This systematic review found that using AI models for medical language translation has future promise. First, it may provide accurate enough translations to meet consultation goals if used for short (32), simple, clinical communication (33), but a professionally trained human medical language interpreter may be preferred for longer (32), more in-depth discussions. Additionally, human translation may be needed to meet acceptability standards when translating to English (30), or when translating non-European languages (31). MT tended to be viewed as user-friendly (28,31,33), and overall, patients were more satisfied with their AI-translated encounters than their clinical counterparts (10,31,33). Next, HCPs reported reservations with AI-translations due to issues with accuracy (10), respect to the patient (28), and lack of liability protection (10). Despite these concerns, MT services have already been implemented in the clinical setting to bridge communication gaps for brief conversations or as a last-resort option when human interpreters are not accessible (10,34). Figure 5 demonstrates the key components of AI-driven medical language interpretation as evaluated in this study.

Figure 5 Medical language interpretation metrics evaluated. This systematic review focused on the accuracy, acceptability, and usability of language translation performed by artificial intelligence in the clinical setting. Furthermore, it gives information on its current use, how satisfied users are, and their feedback on its application in medical language translation. This figure was generated using BioRender. AI, artificial intelligence.

Translation platforms evaluated

Each AI translation platform in this review offers distinct strengths and limitations. General-use tools like Google Translate and Microsoft Translator each support over 100 languages and use NMT (35,36), often achieving higher accuracy for European languages (31). Apple’s iTranslate similarly supports multiple languages, but may be better suited for conversational use, as errors were identified with complex sentences (37). Tools designed for clinical use, like Pocketalk W and AwezaMed, address specific needs. Pocketalk W provides on-demand translation in 84 languages during the visit (31,38), while AwezaMed specializes in utterances tailored to specific medical scenarios for patient-provider communication (28). The ATP App enhances languages accessibility in mental health by supporting remote consultations through language translation (39). These distinctions emphasize that the choice of tool depends on communication needs and language specifics.

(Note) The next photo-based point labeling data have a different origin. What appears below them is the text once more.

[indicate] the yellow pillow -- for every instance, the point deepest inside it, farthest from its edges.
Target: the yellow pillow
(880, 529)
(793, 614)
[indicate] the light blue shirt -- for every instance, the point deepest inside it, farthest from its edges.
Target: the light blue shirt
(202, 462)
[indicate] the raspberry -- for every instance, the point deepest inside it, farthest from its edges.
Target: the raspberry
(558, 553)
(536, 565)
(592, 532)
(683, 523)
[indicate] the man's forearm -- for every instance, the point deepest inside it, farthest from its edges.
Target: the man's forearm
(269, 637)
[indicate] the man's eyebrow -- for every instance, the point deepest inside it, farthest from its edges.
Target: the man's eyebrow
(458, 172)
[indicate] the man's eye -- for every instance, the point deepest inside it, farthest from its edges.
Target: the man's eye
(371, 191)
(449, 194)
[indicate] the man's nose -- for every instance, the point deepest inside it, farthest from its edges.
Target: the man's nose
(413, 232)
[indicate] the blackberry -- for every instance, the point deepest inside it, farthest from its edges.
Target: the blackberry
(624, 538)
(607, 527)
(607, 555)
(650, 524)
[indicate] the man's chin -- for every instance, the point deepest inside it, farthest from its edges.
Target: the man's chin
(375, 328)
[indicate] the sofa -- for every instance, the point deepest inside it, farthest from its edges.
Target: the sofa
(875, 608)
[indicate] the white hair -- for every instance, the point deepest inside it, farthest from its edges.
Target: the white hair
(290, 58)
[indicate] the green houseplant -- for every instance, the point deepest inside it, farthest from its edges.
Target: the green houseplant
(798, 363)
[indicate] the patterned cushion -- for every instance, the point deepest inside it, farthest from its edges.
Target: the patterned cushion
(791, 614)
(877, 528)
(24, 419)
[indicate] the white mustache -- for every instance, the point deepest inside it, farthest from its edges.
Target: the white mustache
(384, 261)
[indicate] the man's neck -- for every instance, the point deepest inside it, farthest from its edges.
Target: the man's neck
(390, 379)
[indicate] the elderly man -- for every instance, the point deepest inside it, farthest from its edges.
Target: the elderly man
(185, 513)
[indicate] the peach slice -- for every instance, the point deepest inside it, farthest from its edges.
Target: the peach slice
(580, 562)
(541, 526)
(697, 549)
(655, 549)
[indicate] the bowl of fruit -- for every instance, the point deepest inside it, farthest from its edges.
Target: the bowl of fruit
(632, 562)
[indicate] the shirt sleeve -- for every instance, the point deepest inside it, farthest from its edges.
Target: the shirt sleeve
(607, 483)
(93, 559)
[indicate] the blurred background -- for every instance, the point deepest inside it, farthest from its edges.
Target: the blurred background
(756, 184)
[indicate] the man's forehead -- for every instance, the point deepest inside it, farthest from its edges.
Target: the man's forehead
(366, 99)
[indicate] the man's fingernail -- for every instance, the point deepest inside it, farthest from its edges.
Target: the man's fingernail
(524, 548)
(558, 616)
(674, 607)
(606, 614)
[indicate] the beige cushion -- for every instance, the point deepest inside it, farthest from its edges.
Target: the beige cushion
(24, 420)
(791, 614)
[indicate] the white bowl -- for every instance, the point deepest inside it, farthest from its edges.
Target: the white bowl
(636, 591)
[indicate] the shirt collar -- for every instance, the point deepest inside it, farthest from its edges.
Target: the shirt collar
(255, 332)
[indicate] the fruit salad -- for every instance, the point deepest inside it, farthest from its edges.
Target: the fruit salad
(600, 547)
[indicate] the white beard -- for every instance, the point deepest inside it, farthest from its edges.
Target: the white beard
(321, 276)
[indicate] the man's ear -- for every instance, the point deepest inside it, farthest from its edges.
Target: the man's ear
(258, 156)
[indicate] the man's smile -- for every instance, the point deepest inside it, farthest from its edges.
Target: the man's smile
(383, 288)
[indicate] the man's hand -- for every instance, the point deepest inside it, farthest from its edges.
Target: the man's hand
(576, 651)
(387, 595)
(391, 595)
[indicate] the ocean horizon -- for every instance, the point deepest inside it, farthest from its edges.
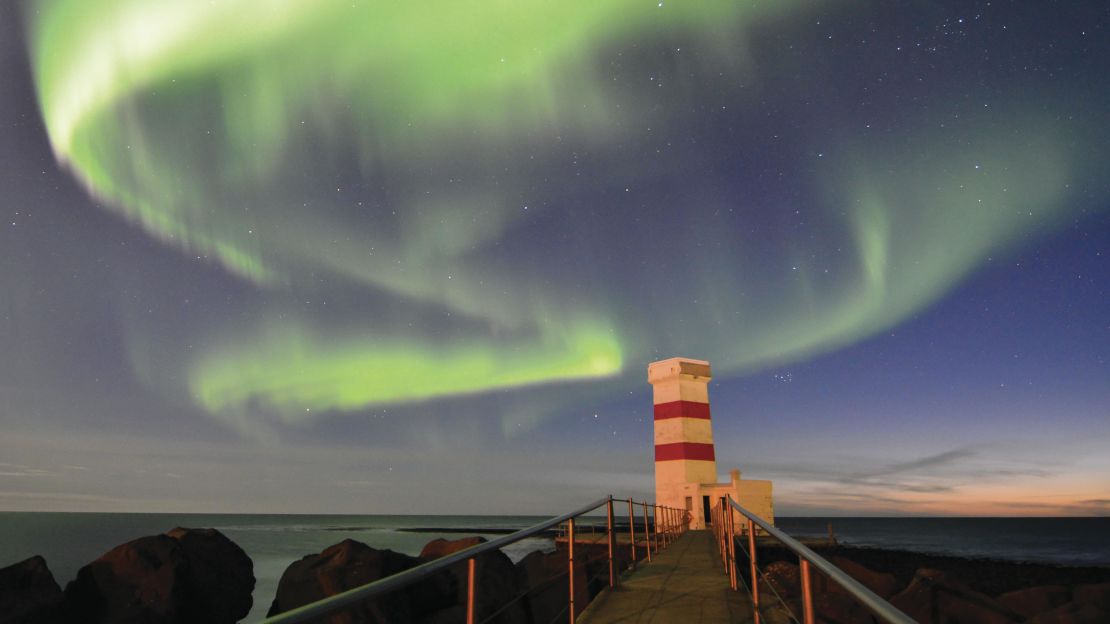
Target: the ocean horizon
(70, 540)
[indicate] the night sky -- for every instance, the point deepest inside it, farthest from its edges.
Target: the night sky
(371, 257)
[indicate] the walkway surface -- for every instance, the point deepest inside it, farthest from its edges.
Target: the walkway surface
(684, 584)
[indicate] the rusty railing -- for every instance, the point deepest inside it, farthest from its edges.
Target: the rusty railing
(724, 525)
(665, 527)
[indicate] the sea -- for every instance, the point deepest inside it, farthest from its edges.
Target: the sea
(69, 541)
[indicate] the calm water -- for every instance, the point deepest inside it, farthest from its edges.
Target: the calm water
(69, 541)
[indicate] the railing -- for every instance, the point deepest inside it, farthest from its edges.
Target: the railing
(724, 524)
(666, 525)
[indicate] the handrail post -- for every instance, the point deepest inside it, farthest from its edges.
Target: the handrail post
(569, 557)
(655, 525)
(632, 532)
(611, 540)
(807, 592)
(755, 570)
(472, 580)
(732, 549)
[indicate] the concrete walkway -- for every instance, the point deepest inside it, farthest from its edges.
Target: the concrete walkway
(683, 584)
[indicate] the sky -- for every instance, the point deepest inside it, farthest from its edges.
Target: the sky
(367, 257)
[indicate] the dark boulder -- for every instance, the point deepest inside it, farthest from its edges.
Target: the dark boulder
(881, 583)
(1072, 613)
(29, 594)
(1097, 594)
(350, 564)
(185, 575)
(440, 547)
(1031, 601)
(931, 596)
(497, 583)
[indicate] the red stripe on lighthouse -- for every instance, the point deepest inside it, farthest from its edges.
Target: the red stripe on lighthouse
(684, 451)
(682, 410)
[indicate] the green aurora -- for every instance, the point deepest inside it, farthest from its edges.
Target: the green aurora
(241, 133)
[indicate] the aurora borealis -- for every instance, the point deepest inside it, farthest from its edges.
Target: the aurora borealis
(446, 238)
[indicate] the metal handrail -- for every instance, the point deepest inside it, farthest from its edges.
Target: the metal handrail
(867, 597)
(350, 597)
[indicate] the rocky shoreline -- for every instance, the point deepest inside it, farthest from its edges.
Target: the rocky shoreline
(942, 589)
(188, 575)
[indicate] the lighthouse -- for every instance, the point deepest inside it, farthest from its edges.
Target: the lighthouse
(685, 456)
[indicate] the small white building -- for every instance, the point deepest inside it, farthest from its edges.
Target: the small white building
(685, 460)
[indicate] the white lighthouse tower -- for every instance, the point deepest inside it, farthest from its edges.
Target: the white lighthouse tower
(685, 459)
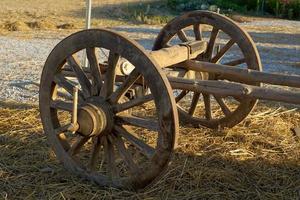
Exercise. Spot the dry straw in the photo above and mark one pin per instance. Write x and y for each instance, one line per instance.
(258, 159)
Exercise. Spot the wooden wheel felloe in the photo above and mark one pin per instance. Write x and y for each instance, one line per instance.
(225, 36)
(108, 145)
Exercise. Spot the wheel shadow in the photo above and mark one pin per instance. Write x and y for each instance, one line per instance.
(246, 162)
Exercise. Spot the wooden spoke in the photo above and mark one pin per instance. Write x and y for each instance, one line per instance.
(197, 31)
(236, 62)
(110, 157)
(211, 43)
(77, 145)
(61, 129)
(181, 95)
(122, 89)
(81, 76)
(182, 36)
(149, 124)
(95, 70)
(194, 103)
(109, 80)
(145, 149)
(132, 103)
(222, 52)
(61, 105)
(223, 106)
(125, 154)
(206, 98)
(95, 154)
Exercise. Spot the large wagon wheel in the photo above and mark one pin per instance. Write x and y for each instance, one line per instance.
(109, 146)
(244, 54)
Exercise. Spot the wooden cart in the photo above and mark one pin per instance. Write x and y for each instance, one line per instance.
(116, 121)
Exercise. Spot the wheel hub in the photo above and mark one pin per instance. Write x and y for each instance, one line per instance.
(95, 118)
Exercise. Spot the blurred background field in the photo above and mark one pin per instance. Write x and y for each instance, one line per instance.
(258, 159)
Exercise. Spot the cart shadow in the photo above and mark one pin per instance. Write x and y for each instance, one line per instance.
(210, 171)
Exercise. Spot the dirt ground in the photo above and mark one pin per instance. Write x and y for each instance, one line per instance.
(258, 159)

Potential of large language models (LLMs) in translation

LLMs, like ChatGPT, are increasingly used in general language translation, demonstrating strengths and limitations for future integration in healthcare. ChatGPT-4 achieved comparable accuracy to human translation at 0.68 when translation Persian to English (40), and ChatGPT’s translations were found to be similar or superior to commercial translations for high-resource languages (41). Jiao et al. reported similar findings, noting struggles with low-resource languages but comparable performance to Google Translate for European languages (42). These findings highlight the potential of LLMs in healthcare translation and the need for more expansive language coverage across AI models.

Practical applications in clinical settings

Despite its need for improvement, AI translation has already demonstrated utility in clinical settings. During a medical consultation with an Albanian family in France, Google Translate effectively bridged language barriers despite occasional misunderstandings (34). Google Translate was also successfully used for diagnosis and management in a psychiatric visit when a human alternative was not available (43). These examples illustrate that while further development is necessary, AI translation tools already have meaningful applications in clinical practice, supporting communication in critical scenarios.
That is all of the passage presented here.